Sin embargo, la situación actual muestra una foto muy distinta: no se inició ningún trabajo, y la licitación simplificada para reparar cuatro puentes, lanzada antes de la suspensión, continúa sin adjudicación, según informó el portal especializado En el Subte. Lo llamativo es que hubo interés de varias compañías constructoras —Pose, Ingeniería Prida Hilbing, Smith Molina y Drayco—, pero el proceso quedó trabado.
Emergencia ferroviaria enfriada
La demora no responde a falta de oferentes sino al cambio de escenario tras el enfriamiento de la Emergencia Ferroviaria. Con nuevas autoridades en Trenes Argentinos Operaciones y en ADIF, se ralentizó la toma de decisiones y varias contrataciones quedaron pendientes, mientras que otras fueron directamente dadas de baja. La situación alcanza incluso a Trenes Argentinos Cargas, donde se acumulan expedientes sin resolución.
En paralelo, el material rodante que había sido recuperado entre 2020 y 2021 para este servicio —tres formaciones CAF Serie 593— permanece guardado en los talleres de Remedios de Escalada. Los trenes estaban en condiciones operativas al momento de la suspensión, pero hoy se encuentran sin destino asignado, desaprovechados mientras otras líneas carecen de unidades suficientes.
La parálisis también afectó a los trabajadores.
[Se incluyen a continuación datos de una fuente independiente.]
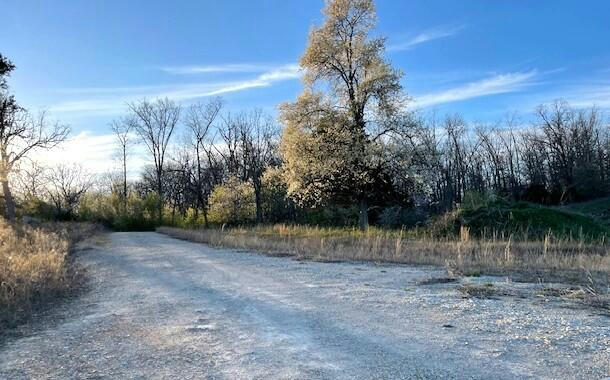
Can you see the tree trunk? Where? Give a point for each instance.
(160, 194)
(205, 218)
(9, 202)
(258, 199)
(124, 179)
(363, 217)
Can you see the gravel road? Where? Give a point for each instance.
(160, 308)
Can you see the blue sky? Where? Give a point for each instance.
(82, 60)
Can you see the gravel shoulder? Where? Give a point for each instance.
(161, 308)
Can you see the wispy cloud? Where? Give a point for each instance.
(112, 100)
(497, 84)
(426, 36)
(97, 154)
(587, 96)
(227, 68)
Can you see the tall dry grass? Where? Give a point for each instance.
(550, 259)
(34, 265)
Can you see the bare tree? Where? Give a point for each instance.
(20, 134)
(155, 123)
(199, 120)
(122, 130)
(66, 186)
(258, 137)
Más de 20 empleados vinculados a la prestación del servicio ya fueron despedidos. En este marco, el argumento de un “déficit de $ 133 millones” como motivo de la cancelación pierde consistencia: el costo de las indemnizaciones y el impacto negativo en las economías regionales resultan superiores a los supuestos ahorros.
El mismo gobierno nacional reconoció recientemente que la paralización de obras en tres estaciones de la línea Roca significó un costo fiscal de $ 264 millones, una cifra que contradice la idea de recorte eficiente.
El interior bonaerense, el más afectado
La clausura progresiva de ramales golpea con especial dureza a la provincia de Buenos Aires. La suspensión del tren a Pinamar se suma a los cierres de los servicios Once – Pehuajó, Mercedes – Tomás Jofré y Maipú – General Guido – Divisadero de Pinamar, todos íntegramente bonaerenses.
También quedaron fuera de servicio los recorridos Retiro – Justo Daract y Retiro – Palmira, además del tren a Bahía Blanca, interrumpido en 2023 y con regreso incierto. Este último caso es todavía más complejo por las inundaciones que afectaron la zona en marzo y el cierre de la estación de Bahía Blanca semanas después.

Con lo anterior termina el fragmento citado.